Menteri Perdagangan Budi Santoso menyebut bahwa kasus ini merupakan kejadian lama. Menurutnya, produsen Minyakita yang melakukan kecurangan, yaitu PT Navyta Nabati Indonesia, telah ditindak oleh Kementerian Perdagangan. Pada Januari 2025, gudang PT Navyta Nabati Indonesia di Kedung Dalem, Mauk, Kabupaten Tangerang, Banten, bahkan telah disegel karena diduga melakukan pelanggaran terkait pengemasan ulang minyak goreng. Proses hukum oleh kepolisian juga masih berlangsung.
"Sudah ditindaklanjuti. Produsen itu juga pernah kami (tindak). Jadi itu mungkin video lama, tapi sudah kami laporkan juga ke polisi," kata Budi saat ditemui di Sarinah, Jakarta Pusat, Rabu (5/3/2025). Ia menegaskan bahwa produk Minyakita dengan isi 750 ml tersebut sudah tidak beredar lagi di pasaran. "Itu sudah enggak ada, sudah enggak beredar lagi. Yang lainnya normal. Satu liter normal. HET (Harga Eceran Tertinggi) Rp 15.700," ujarnya.
Berbeda dengan Budi, Menteri Pertanian Andi Amran Sulaiman justru melakukan inspeksi mendadak (sidak) ke Pasar Lenteng Agung, Jakarta Selatan, pada Sabtu (8/3/2025). Dalam sidak tersebut, Amran membeli beberapa kemasan Minyakita dan menemukan bahwa volume minyak goreng tidak sesuai dengan yang tertera pada kemasan. Misalnya, kemasan 1 liter hanya berisi 750-800 mililiter. Selain itu, harga yang dipatok juga melebihi HET sebesar Rp 15.700 per liter, yaitu mencapai Rp 18.000 per liter.

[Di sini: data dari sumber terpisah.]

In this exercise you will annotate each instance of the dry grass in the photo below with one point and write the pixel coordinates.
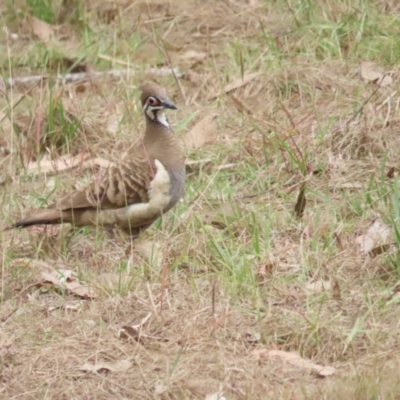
(232, 269)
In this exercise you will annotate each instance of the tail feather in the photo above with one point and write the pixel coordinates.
(44, 217)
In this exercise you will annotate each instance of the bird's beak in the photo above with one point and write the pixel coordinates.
(169, 104)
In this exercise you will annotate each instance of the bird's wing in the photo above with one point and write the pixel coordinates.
(119, 186)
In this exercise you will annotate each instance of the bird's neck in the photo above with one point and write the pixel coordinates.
(156, 131)
(163, 144)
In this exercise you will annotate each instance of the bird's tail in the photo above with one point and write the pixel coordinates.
(44, 217)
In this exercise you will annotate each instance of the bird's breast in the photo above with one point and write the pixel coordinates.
(177, 182)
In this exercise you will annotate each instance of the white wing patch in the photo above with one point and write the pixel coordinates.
(159, 196)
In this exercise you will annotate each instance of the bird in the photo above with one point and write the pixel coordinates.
(132, 194)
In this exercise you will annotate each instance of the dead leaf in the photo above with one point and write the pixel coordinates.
(239, 82)
(64, 163)
(117, 366)
(5, 344)
(202, 133)
(42, 30)
(370, 72)
(375, 240)
(294, 359)
(319, 286)
(336, 291)
(56, 277)
(133, 331)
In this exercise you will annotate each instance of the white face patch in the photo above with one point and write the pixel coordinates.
(162, 118)
(157, 114)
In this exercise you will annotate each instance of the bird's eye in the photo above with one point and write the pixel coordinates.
(152, 101)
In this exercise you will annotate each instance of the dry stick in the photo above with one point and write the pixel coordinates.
(166, 55)
(163, 275)
(78, 76)
(356, 113)
(213, 296)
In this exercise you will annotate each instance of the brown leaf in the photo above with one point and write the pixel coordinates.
(372, 73)
(239, 82)
(293, 359)
(133, 331)
(202, 133)
(375, 240)
(301, 202)
(390, 174)
(66, 279)
(193, 55)
(42, 30)
(64, 163)
(117, 366)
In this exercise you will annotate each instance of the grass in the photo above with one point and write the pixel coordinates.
(233, 268)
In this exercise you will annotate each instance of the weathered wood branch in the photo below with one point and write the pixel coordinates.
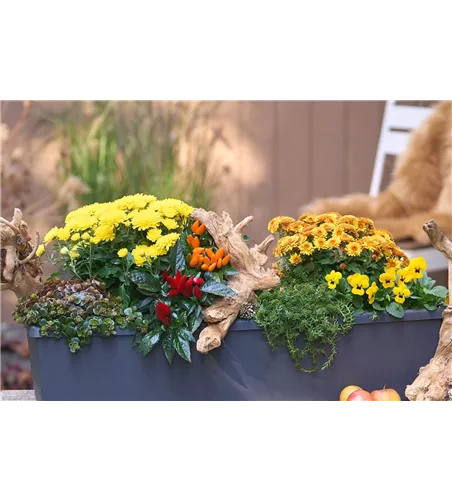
(434, 382)
(252, 276)
(20, 268)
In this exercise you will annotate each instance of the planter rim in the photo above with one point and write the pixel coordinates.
(247, 325)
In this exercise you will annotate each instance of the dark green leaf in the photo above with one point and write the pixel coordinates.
(124, 295)
(168, 347)
(180, 257)
(439, 291)
(145, 281)
(395, 309)
(186, 335)
(148, 342)
(215, 288)
(357, 302)
(182, 347)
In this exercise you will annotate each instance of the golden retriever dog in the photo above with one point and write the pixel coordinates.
(420, 188)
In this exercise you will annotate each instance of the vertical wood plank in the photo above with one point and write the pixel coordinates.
(293, 168)
(328, 148)
(363, 128)
(258, 164)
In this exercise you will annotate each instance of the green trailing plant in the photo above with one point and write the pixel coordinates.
(303, 315)
(74, 310)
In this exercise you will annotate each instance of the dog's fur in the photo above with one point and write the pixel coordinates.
(420, 188)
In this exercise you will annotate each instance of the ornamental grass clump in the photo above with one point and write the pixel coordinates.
(350, 264)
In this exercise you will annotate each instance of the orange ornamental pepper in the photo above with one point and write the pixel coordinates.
(194, 261)
(201, 229)
(219, 254)
(210, 253)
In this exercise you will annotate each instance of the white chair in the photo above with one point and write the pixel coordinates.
(404, 119)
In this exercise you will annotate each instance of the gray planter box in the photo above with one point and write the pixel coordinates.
(386, 351)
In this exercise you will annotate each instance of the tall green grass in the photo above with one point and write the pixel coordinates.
(118, 148)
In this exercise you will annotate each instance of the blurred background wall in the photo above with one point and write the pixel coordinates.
(267, 158)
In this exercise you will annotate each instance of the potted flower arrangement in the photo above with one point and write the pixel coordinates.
(138, 273)
(351, 307)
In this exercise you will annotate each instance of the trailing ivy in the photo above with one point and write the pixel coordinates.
(306, 317)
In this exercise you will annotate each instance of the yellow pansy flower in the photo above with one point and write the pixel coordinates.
(333, 279)
(371, 292)
(388, 278)
(401, 293)
(358, 282)
(418, 266)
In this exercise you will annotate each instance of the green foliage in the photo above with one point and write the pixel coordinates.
(75, 310)
(303, 315)
(121, 148)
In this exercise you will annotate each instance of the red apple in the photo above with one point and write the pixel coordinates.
(360, 396)
(347, 391)
(386, 396)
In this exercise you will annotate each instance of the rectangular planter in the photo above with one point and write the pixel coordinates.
(385, 351)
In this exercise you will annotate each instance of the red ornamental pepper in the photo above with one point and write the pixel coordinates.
(163, 313)
(197, 292)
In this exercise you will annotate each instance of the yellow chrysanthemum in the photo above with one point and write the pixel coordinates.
(296, 227)
(146, 219)
(358, 282)
(333, 279)
(353, 249)
(392, 264)
(328, 226)
(296, 259)
(64, 234)
(288, 243)
(40, 250)
(371, 292)
(349, 220)
(367, 243)
(319, 232)
(105, 233)
(164, 243)
(153, 234)
(51, 235)
(308, 218)
(306, 248)
(334, 242)
(320, 243)
(170, 224)
(401, 293)
(113, 217)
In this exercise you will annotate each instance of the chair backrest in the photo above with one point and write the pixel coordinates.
(398, 123)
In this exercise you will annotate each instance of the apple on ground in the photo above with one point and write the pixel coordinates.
(347, 391)
(386, 396)
(360, 396)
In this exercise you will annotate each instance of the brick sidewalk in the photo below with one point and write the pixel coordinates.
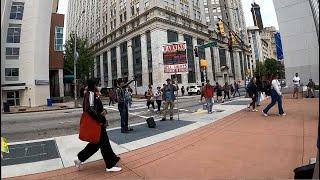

"Kami temukan ini Minyakita dijual Rp 18 ribu. Kemudian isinya tidak 1 liter, hanya 750 sampai 800 mililiter," kata Amran saat diwawancarai di lokasi. Ia menegaskan bahwa produsen yang melakukan kecurangan harus diproses hukum tanpa kompromi. "Kami minta diperiksa dan kalau betul (terbukti salah)!ditutup, tidak boleh kompromi. Dipidanakan kalau (terbukti) salah," tegasnya.
Amran juga menyoroti dampak kecurangan ini terhadap masyarakat, terutama yang sedang menjalankan ibadah puasa. Ia langsung meminta Satgas Pangan Polri untuk memeriksa pabrik produsen tersebut. Namun, Amran meminta agar pengecer tidak disalahkan karena mereka tidak mengetahui bahwa produk yang dijualnya kurang dari volume yang seharusnya.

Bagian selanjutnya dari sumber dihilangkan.